Dave had been born and raised in New Orleans, but he loved the Cajun Coast, with its teeming bayous and maze of channels where an outsider could get lost for days. Even when he’d still lived in the city, he had come down every chance he had to help Marsilius with the charters. After he and Claire were married, she would come with him, and when he was finished working for the day, they’d take the boat back out to watch the sunset. Sometimes he would rest on deck while she cooked dinner in the galley, but most of the time he would sit below and watch her.

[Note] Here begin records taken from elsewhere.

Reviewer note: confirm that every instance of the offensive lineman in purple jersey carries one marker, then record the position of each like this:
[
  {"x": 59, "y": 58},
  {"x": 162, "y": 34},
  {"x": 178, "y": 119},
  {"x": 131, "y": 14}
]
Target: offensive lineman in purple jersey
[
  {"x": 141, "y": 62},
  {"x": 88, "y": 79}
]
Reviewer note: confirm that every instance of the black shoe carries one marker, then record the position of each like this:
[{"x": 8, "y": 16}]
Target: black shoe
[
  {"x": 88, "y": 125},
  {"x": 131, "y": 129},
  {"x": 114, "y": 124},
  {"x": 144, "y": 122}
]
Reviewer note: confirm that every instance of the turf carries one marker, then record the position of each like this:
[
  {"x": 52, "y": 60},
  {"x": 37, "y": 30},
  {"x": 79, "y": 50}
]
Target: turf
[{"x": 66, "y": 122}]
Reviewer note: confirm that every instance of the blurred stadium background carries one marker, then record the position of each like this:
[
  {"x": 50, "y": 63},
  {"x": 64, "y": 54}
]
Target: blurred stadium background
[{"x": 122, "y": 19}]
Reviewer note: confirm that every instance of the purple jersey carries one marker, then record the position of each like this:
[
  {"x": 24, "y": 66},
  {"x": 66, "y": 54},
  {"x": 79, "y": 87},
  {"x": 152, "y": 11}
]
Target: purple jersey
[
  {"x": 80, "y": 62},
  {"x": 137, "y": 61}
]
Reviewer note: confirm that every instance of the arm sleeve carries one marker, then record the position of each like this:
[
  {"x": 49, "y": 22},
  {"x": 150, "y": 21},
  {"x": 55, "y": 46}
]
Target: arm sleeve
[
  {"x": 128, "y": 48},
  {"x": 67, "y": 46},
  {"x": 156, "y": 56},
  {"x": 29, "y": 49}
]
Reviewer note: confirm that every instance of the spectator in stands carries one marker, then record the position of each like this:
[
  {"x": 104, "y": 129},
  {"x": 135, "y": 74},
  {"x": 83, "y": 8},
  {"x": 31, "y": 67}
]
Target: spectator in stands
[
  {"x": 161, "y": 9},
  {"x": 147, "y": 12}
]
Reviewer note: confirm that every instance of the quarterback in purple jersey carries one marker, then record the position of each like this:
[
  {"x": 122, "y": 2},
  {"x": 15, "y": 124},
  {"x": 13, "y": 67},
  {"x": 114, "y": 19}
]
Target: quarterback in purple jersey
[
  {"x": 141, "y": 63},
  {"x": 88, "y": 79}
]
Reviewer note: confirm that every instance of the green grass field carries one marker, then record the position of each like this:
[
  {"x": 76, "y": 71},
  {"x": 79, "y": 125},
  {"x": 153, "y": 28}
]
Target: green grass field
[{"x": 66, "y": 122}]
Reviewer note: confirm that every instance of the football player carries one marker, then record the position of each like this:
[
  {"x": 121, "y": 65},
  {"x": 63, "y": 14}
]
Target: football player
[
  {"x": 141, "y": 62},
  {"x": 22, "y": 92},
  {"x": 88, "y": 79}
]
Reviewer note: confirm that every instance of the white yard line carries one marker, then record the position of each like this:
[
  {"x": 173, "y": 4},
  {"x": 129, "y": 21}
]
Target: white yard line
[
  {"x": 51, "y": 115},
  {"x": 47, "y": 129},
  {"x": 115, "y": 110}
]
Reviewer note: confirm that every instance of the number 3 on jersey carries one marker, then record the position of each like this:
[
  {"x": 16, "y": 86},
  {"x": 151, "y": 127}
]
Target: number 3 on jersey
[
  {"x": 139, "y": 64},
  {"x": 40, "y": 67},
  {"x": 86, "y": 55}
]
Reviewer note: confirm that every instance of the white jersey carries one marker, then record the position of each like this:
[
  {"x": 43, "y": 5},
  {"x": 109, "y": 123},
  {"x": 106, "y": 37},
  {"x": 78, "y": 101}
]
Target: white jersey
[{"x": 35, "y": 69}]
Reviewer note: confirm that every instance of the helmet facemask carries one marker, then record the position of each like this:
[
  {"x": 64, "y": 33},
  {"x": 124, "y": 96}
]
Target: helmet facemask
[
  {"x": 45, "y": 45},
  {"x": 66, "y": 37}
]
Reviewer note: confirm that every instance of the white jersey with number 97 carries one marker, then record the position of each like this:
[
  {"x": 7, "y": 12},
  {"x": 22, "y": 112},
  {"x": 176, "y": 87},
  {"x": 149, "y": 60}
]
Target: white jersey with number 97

Her face had mesmerized him. Even the menial tasks she’d performed dozens of times drew a fierce scowl of concentration to her brow, and Dave always wondered what went through her head then. He’d call out her name to make her glance up, so that he could see her quick smile. She had a shy, intimate way of looking at him that made him want to drop whatever he was doing and take her in his arms, no matter where they were.

Sometimes they would stay out on the water until well after dark, and make love on the boat. Afterward Claire would sit between his legs, his arms wound around her as they watched the stars shimmer through the treetops.

When Ruby got older they’d brought her along a few times, but she didn’t take to the water. Too many bugs to suit her, and she didn’t like getting her hair all tangled on the breeze.

“You’re a little city girl,” Dave would tease her.

To which Ruby would proudly respond, “I’m just like my maw-maw.”

Claire had always been a little befuddled by how Ruby emulated her grandmother, and Charlotte had been downright horrified. But Dave got a kick out of it. Lucille was earthy and she looked like a hot mess most of the time, but she had a good heart. And she was the only one in the family who still gave him the time of day.